I soon found out the book’s title and author. For a while I lived within its story, until another book tempted me away. I could tell you its name: the novel is well-known, but what mattered that day was the possibility of the book’s still unread pages, its dreams of what other books it might be.
(23)

It is this interest in possibility, in potential, that draws me so strongly to Wharton’s work. The Logogryph is subtitled A Bibliography of Imaginary Books, and its many stories visit and revisit that imaginary terrain to unearth the very thing that makes literature notable and worth reading—its imaginative depth, its ability to not only represent the world but move beyond it, into the realm of the possible.

Wharton’s first novel, Icefields, recalled the work of Michael Ondaatje, but here it is Jorge Luis Borges who stands as the most obvious influence.

Wharton’s prose style is lavish but measured and clean. He manages to craft dense but quick-moving and lovely prose, and his sentences can be self-reflective without seeming narcissistic. One story begins:

Not merely a dense work of prose but one that has collapsed in on itself, no longer a novel but an abyss, into which you pour your patience, your powers of concentration, your time, and your willingness to be carried away by a great story well told. The novel swallows all that down without thanks and demands more. You grow exhausted as you continue, but there is no lessening of the novel’s inescapable attraction, its ability to absorb all your formidable reading energies. Your eyes become dry and sore, the muscles in your back scream for relief, your whole body slumps and sags forward, threatening to topple right over into the pages.
(69)

This is a wonderful passage and a great example of the deftness of Wharton’s prose. Here Wharton uses the word “you” to at once address the reader as a narrator and to place the reader into a second-person narrative in which the character of the reader is engaging in the act of reading—the same act the reader is engaged with in the physical world.

Wharton is not content merely to draw out this conceptual trick, but going forward begins to describe the experience of reading in threatening terms—the novel is at once charismatic and monstrous, exhibiting a certain attractive vampirism.

The threat that the reader will “topple right over into the pages” has a clever double-edge, as the reader figure might collapse onto the book in exhaustion or perhaps fall inside the book itself, consumed in this manner to become a character in the book—precisely the effect Wharton’s book has had on the real-life reader, who has been reconceptualized through this second-person narrative as a character in Wharton’s book.

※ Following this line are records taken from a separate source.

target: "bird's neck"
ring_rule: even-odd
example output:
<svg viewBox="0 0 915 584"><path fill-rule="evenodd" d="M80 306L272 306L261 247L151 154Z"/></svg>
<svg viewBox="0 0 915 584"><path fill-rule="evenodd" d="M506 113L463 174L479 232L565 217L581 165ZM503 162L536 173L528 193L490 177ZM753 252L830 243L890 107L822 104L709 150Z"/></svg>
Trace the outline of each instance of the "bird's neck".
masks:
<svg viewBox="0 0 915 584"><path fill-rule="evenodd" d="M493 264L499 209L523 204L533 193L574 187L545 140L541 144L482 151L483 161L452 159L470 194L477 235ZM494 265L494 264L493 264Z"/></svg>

While many authors overuse the second-person in this manner, few succeed; Wharton’s success ranks close to perhaps the best use of the second-person in recent fiction, that of Mohsin Hamid’s How to Get Filthy Rich in Rising Asia.

Another great example of Wharton’s cleverness is the essay on the literature of Atlantis, which has as its conceit the idea that Atlantis indeed did exist and continues existing to this day. The essay is written in part as a parody of postcolonial literature surveys, and in it the indigenous literature of Atlantis is considered as a response to outsider view of the island, as represented in foreign literature.

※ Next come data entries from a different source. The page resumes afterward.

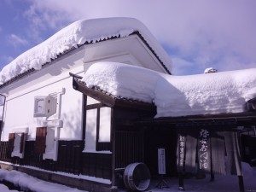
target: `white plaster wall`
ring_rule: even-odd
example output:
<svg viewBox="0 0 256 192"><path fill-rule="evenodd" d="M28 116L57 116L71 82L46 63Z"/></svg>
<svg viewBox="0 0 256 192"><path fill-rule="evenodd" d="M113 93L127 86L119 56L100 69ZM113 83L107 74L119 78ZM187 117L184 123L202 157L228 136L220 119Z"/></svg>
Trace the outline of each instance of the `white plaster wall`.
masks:
<svg viewBox="0 0 256 192"><path fill-rule="evenodd" d="M45 119L33 117L34 97L48 96L61 88L66 89L66 93L61 97L61 119L63 120L63 128L60 131L60 139L82 139L83 96L82 93L73 90L69 72L81 75L91 64L100 61L119 61L165 71L137 36L82 46L55 60L43 69L0 89L0 93L8 96L1 140L7 141L9 133L16 127L28 127L28 139L34 140L36 128L42 126ZM87 104L94 102L89 100ZM109 111L106 113L107 116L110 115ZM108 129L106 127L102 129ZM108 136L103 137L101 136L102 140L108 138Z"/></svg>
<svg viewBox="0 0 256 192"><path fill-rule="evenodd" d="M27 78L5 87L2 92L8 94L3 116L1 140L7 141L14 128L28 127L28 140L34 140L36 128L43 126L44 117L34 118L34 97L48 96L65 88L61 97L61 119L63 127L60 139L82 139L82 93L73 90L73 78L69 72L84 73L84 51L79 50L56 63L38 71Z"/></svg>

The first Atlantean winner of the Nobel Prize for Literature, e’Aea [… in the novel Time’s Shoals] envisions an alternate-history Atlantis that sank beneath the sea two millennia ago, during the classical age in Greece, and that has adapted to underwater life and carried on its existence, oblivious to and concealed from European civilization and its later manifestations on the American continent. e’Aea even goes so far in this conceit as to invent and include two entire “lost” philosophical works by Plato, Timaeus and Critias, in which Atlantis and its destruction are described.
(47)

The joke, of course, is that Wharton has reversed the situation, since Plato’s Timaeus and Critias both survive. The “conceit” of Wharton’s own piece is here revealed in reverse, resulting in a fresh, imaginative story told in a creative, engaging fashion.

The Logogryphis also a wonderfully designed book, easily the most attractive publication by Gaspereau, a press known for its attractive, well-designed books. Beautifully fashioned, both in terms of its physical and its imaginative properties, The Logogryph is an outstanding book by one of Canada’s brightest and most inventive writers.